I guess your comment about Dutch guys being too "doped up" to care about sex was just a crack.

Catholics seem interested in ways of reducing abortion and teenage pregnancy rates. The research I cited seems to be showing a correlation between contraception and reduced abortion rates, and between sex education and reduced teenage pregnancy. Notice, again, that the predominantly Catholic countries in Central and South America have abortion rates approximately two to three times higher than the mostly secular nations of western Europe.

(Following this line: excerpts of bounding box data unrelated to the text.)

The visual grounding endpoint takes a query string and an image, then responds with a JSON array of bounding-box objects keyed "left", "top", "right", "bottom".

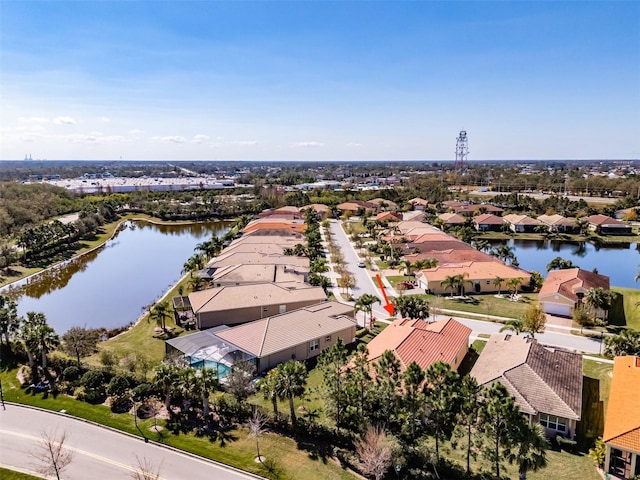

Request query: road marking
[{"left": 0, "top": 430, "right": 166, "bottom": 480}]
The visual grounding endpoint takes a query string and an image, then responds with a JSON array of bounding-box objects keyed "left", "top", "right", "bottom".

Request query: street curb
[{"left": 0, "top": 402, "right": 265, "bottom": 480}]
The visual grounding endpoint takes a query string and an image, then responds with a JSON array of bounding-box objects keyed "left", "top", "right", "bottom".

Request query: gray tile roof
[{"left": 471, "top": 333, "right": 582, "bottom": 420}]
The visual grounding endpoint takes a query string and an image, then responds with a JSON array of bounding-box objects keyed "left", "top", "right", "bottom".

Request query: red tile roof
[
  {"left": 367, "top": 318, "right": 471, "bottom": 370},
  {"left": 602, "top": 355, "right": 640, "bottom": 454}
]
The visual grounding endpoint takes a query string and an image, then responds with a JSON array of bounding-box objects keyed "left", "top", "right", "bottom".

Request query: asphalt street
[
  {"left": 0, "top": 404, "right": 260, "bottom": 480},
  {"left": 330, "top": 220, "right": 601, "bottom": 354}
]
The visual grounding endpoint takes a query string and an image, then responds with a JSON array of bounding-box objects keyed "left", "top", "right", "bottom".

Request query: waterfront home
[
  {"left": 538, "top": 268, "right": 610, "bottom": 317},
  {"left": 416, "top": 260, "right": 531, "bottom": 295},
  {"left": 438, "top": 213, "right": 467, "bottom": 228},
  {"left": 407, "top": 197, "right": 429, "bottom": 212},
  {"left": 215, "top": 302, "right": 357, "bottom": 373},
  {"left": 453, "top": 203, "right": 504, "bottom": 217},
  {"left": 473, "top": 213, "right": 505, "bottom": 232},
  {"left": 602, "top": 356, "right": 640, "bottom": 480},
  {"left": 367, "top": 318, "right": 471, "bottom": 371},
  {"left": 585, "top": 214, "right": 633, "bottom": 235},
  {"left": 538, "top": 213, "right": 580, "bottom": 233},
  {"left": 502, "top": 213, "right": 543, "bottom": 233},
  {"left": 470, "top": 333, "right": 582, "bottom": 438},
  {"left": 189, "top": 282, "right": 327, "bottom": 330}
]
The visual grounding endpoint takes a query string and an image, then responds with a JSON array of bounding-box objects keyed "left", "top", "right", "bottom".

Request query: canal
[
  {"left": 3, "top": 221, "right": 229, "bottom": 335},
  {"left": 489, "top": 239, "right": 640, "bottom": 288}
]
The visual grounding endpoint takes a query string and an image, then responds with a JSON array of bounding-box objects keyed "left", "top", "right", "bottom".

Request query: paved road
[
  {"left": 330, "top": 220, "right": 601, "bottom": 353},
  {"left": 0, "top": 405, "right": 259, "bottom": 480}
]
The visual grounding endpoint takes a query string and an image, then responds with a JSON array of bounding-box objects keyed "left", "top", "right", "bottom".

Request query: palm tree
[
  {"left": 507, "top": 421, "right": 549, "bottom": 480},
  {"left": 151, "top": 301, "right": 171, "bottom": 332},
  {"left": 440, "top": 275, "right": 458, "bottom": 297},
  {"left": 0, "top": 295, "right": 22, "bottom": 347},
  {"left": 354, "top": 293, "right": 380, "bottom": 326},
  {"left": 507, "top": 277, "right": 522, "bottom": 297},
  {"left": 277, "top": 360, "right": 308, "bottom": 425},
  {"left": 500, "top": 320, "right": 524, "bottom": 335}
]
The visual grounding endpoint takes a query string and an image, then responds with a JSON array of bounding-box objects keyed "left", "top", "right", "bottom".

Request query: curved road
[
  {"left": 330, "top": 220, "right": 602, "bottom": 354},
  {"left": 0, "top": 404, "right": 261, "bottom": 480}
]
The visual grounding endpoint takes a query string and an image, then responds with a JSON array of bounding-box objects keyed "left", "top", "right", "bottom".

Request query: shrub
[
  {"left": 107, "top": 375, "right": 129, "bottom": 396},
  {"left": 62, "top": 365, "right": 80, "bottom": 382}
]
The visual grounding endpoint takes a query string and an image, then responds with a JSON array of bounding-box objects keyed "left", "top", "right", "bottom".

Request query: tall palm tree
[
  {"left": 151, "top": 301, "right": 171, "bottom": 332},
  {"left": 354, "top": 293, "right": 380, "bottom": 325},
  {"left": 277, "top": 360, "right": 308, "bottom": 425},
  {"left": 0, "top": 295, "right": 22, "bottom": 347}
]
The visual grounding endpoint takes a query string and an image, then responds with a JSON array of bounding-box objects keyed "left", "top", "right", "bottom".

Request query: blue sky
[{"left": 0, "top": 0, "right": 640, "bottom": 160}]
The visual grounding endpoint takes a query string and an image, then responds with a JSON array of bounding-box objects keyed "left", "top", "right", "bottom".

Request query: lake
[
  {"left": 3, "top": 221, "right": 229, "bottom": 335},
  {"left": 489, "top": 239, "right": 640, "bottom": 288}
]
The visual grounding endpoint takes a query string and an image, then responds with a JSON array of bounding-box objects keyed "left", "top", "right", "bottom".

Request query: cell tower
[{"left": 455, "top": 130, "right": 469, "bottom": 172}]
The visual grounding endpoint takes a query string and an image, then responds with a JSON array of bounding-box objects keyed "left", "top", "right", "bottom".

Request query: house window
[{"left": 540, "top": 413, "right": 567, "bottom": 433}]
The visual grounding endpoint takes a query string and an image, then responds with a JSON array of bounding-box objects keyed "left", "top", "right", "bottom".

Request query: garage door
[{"left": 542, "top": 302, "right": 571, "bottom": 317}]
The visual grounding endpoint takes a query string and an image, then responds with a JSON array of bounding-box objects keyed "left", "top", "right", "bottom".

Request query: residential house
[
  {"left": 470, "top": 333, "right": 582, "bottom": 438},
  {"left": 189, "top": 282, "right": 327, "bottom": 330},
  {"left": 407, "top": 197, "right": 429, "bottom": 211},
  {"left": 585, "top": 214, "right": 633, "bottom": 235},
  {"left": 502, "top": 213, "right": 544, "bottom": 233},
  {"left": 538, "top": 213, "right": 580, "bottom": 233},
  {"left": 538, "top": 268, "right": 610, "bottom": 317},
  {"left": 602, "top": 355, "right": 640, "bottom": 480},
  {"left": 216, "top": 302, "right": 357, "bottom": 373},
  {"left": 438, "top": 213, "right": 467, "bottom": 228},
  {"left": 416, "top": 260, "right": 531, "bottom": 295},
  {"left": 454, "top": 203, "right": 504, "bottom": 217},
  {"left": 367, "top": 318, "right": 471, "bottom": 371},
  {"left": 473, "top": 213, "right": 505, "bottom": 232}
]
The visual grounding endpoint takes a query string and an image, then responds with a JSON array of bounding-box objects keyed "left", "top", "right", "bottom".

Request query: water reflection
[{"left": 3, "top": 218, "right": 229, "bottom": 333}]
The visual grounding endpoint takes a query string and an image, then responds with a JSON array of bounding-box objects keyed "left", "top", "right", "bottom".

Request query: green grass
[
  {"left": 0, "top": 370, "right": 354, "bottom": 480},
  {"left": 609, "top": 287, "right": 640, "bottom": 330},
  {"left": 0, "top": 467, "right": 42, "bottom": 480},
  {"left": 424, "top": 293, "right": 538, "bottom": 320}
]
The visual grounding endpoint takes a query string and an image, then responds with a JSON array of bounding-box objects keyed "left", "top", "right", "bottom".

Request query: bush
[
  {"left": 62, "top": 365, "right": 80, "bottom": 382},
  {"left": 107, "top": 375, "right": 129, "bottom": 396}
]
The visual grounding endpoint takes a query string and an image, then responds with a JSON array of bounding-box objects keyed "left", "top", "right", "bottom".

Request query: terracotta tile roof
[
  {"left": 470, "top": 333, "right": 582, "bottom": 420},
  {"left": 602, "top": 356, "right": 640, "bottom": 454},
  {"left": 473, "top": 213, "right": 504, "bottom": 225},
  {"left": 538, "top": 268, "right": 609, "bottom": 302},
  {"left": 189, "top": 282, "right": 327, "bottom": 313},
  {"left": 367, "top": 318, "right": 471, "bottom": 370},
  {"left": 585, "top": 214, "right": 627, "bottom": 227},
  {"left": 502, "top": 213, "right": 542, "bottom": 225},
  {"left": 217, "top": 302, "right": 356, "bottom": 358}
]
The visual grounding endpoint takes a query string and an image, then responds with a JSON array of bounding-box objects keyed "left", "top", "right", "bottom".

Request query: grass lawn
[
  {"left": 0, "top": 467, "right": 42, "bottom": 480},
  {"left": 577, "top": 359, "right": 613, "bottom": 447},
  {"left": 609, "top": 287, "right": 640, "bottom": 330},
  {"left": 424, "top": 293, "right": 538, "bottom": 318},
  {"left": 0, "top": 370, "right": 354, "bottom": 480}
]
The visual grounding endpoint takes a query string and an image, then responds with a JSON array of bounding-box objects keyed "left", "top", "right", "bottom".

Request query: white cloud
[
  {"left": 191, "top": 133, "right": 210, "bottom": 143},
  {"left": 53, "top": 117, "right": 76, "bottom": 125},
  {"left": 18, "top": 117, "right": 49, "bottom": 125},
  {"left": 293, "top": 142, "right": 324, "bottom": 148},
  {"left": 153, "top": 135, "right": 187, "bottom": 143}
]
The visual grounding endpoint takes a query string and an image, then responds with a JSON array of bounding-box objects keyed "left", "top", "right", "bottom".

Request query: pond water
[
  {"left": 489, "top": 239, "right": 640, "bottom": 288},
  {"left": 3, "top": 222, "right": 229, "bottom": 335}
]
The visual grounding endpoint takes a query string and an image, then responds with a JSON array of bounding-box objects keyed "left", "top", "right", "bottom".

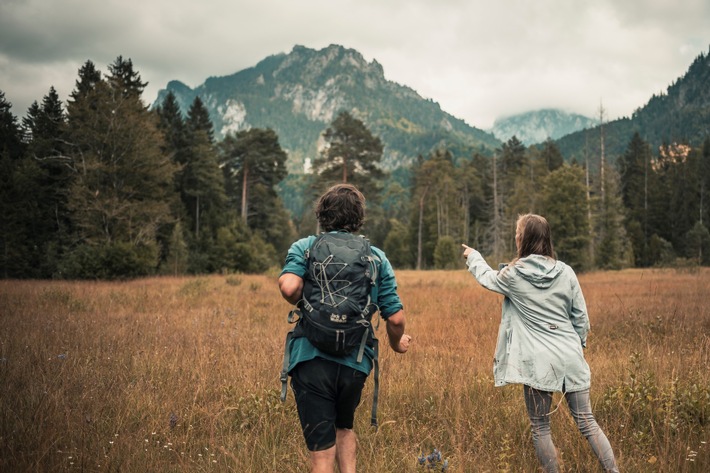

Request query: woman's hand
[{"left": 461, "top": 243, "right": 475, "bottom": 259}]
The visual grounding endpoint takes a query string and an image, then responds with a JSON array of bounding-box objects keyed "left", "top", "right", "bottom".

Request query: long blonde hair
[{"left": 511, "top": 214, "right": 555, "bottom": 264}]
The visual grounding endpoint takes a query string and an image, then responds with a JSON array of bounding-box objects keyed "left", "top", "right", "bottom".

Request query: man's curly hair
[{"left": 316, "top": 184, "right": 365, "bottom": 233}]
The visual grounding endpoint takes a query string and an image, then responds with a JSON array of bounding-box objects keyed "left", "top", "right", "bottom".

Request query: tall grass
[{"left": 0, "top": 270, "right": 710, "bottom": 472}]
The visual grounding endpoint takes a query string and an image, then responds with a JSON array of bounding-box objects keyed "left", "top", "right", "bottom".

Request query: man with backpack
[{"left": 279, "top": 184, "right": 411, "bottom": 473}]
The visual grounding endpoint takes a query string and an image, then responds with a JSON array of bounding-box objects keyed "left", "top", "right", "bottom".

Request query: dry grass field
[{"left": 0, "top": 269, "right": 710, "bottom": 473}]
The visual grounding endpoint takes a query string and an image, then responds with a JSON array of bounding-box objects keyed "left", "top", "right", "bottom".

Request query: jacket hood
[{"left": 515, "top": 255, "right": 564, "bottom": 289}]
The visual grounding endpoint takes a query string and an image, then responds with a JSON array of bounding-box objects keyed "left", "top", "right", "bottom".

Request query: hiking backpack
[{"left": 281, "top": 232, "right": 379, "bottom": 426}]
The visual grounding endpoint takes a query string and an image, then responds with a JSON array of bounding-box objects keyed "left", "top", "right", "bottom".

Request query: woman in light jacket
[{"left": 463, "top": 214, "right": 619, "bottom": 472}]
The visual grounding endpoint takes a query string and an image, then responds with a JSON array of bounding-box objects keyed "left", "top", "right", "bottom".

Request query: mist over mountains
[
  {"left": 490, "top": 109, "right": 599, "bottom": 146},
  {"left": 159, "top": 45, "right": 710, "bottom": 168}
]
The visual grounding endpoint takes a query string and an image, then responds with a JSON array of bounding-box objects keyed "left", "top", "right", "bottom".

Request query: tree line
[{"left": 0, "top": 56, "right": 710, "bottom": 279}]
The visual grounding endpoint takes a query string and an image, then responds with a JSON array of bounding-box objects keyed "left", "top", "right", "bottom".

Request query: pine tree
[
  {"left": 0, "top": 90, "right": 25, "bottom": 159},
  {"left": 23, "top": 87, "right": 76, "bottom": 277},
  {"left": 65, "top": 57, "right": 175, "bottom": 277},
  {"left": 220, "top": 128, "right": 294, "bottom": 252},
  {"left": 313, "top": 111, "right": 384, "bottom": 197},
  {"left": 617, "top": 133, "right": 651, "bottom": 266}
]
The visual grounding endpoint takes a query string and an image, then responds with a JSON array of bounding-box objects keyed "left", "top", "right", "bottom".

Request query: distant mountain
[
  {"left": 490, "top": 109, "right": 597, "bottom": 146},
  {"left": 557, "top": 46, "right": 710, "bottom": 163},
  {"left": 153, "top": 45, "right": 500, "bottom": 172}
]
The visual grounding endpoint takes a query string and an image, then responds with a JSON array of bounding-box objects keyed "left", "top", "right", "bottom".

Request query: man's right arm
[{"left": 279, "top": 273, "right": 303, "bottom": 305}]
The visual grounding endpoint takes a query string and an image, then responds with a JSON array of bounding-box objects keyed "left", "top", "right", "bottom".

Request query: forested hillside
[
  {"left": 0, "top": 47, "right": 710, "bottom": 279},
  {"left": 557, "top": 47, "right": 710, "bottom": 161}
]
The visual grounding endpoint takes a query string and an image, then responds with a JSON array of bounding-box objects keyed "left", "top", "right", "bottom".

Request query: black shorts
[{"left": 291, "top": 358, "right": 367, "bottom": 451}]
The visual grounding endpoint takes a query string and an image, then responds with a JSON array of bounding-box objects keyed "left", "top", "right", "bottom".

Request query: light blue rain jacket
[{"left": 466, "top": 250, "right": 591, "bottom": 392}]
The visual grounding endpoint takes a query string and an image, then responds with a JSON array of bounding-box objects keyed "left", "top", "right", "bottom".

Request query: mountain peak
[{"left": 154, "top": 44, "right": 500, "bottom": 172}]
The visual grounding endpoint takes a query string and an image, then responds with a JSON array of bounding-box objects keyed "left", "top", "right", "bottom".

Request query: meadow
[{"left": 0, "top": 269, "right": 710, "bottom": 473}]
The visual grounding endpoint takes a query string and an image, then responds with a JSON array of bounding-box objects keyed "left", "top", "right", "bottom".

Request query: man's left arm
[{"left": 279, "top": 273, "right": 303, "bottom": 305}]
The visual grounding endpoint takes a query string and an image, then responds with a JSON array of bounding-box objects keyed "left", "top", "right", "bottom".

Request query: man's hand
[
  {"left": 386, "top": 310, "right": 412, "bottom": 353},
  {"left": 392, "top": 333, "right": 412, "bottom": 353}
]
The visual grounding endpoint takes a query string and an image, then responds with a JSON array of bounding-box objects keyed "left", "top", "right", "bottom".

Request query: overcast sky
[{"left": 0, "top": 0, "right": 710, "bottom": 129}]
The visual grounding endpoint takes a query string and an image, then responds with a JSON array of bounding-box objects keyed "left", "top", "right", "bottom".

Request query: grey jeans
[{"left": 523, "top": 386, "right": 619, "bottom": 473}]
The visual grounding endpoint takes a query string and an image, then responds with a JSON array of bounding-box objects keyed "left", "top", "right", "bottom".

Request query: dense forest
[{"left": 0, "top": 57, "right": 710, "bottom": 279}]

Our planet is currently carrying about 6.5 billion people, which is about 6.5 times more than it can sustain. By 2050, the world's population is expected to reach 9 billion. Obviously, this growth is exponential and must be not just stopped but reversed. This is not going to happen without economic dislocation and cultural stress, so I think we had better be looking for ways to realistically address the problems that come with downsizing. We cannot afford to keep our heads in the sand about population, and the solution will not lie in "matching" our growth in Europe and the U.S. to that of countries like Liberia and Niger. The solution is to help them reduce their populations through education, contraception, empowerment of women, and sex education, as Japan, the Netherlands, Sweden, Switzerland, and Korea have done.

Doughlas Remy

Jonathan Larson said...

Doughlas,
It is not about simply reducing abortion rates and teenage pregnancies. It is about sexual morality as a whole, and teenage sexuality in particular. Simply reducing the consequences is not the same thing as reducing the cause. Which is what I think was the point of Gil's Post.
I think you are right in saying that women's empowerment is one of the large factors to decreasing teen pregnancies and abortions. but I do not think the right way to get it is through sex ed as the IPPF advocates. There are other way too, for example moral education and while this gives less bang for your buck it has better and longer societal implications.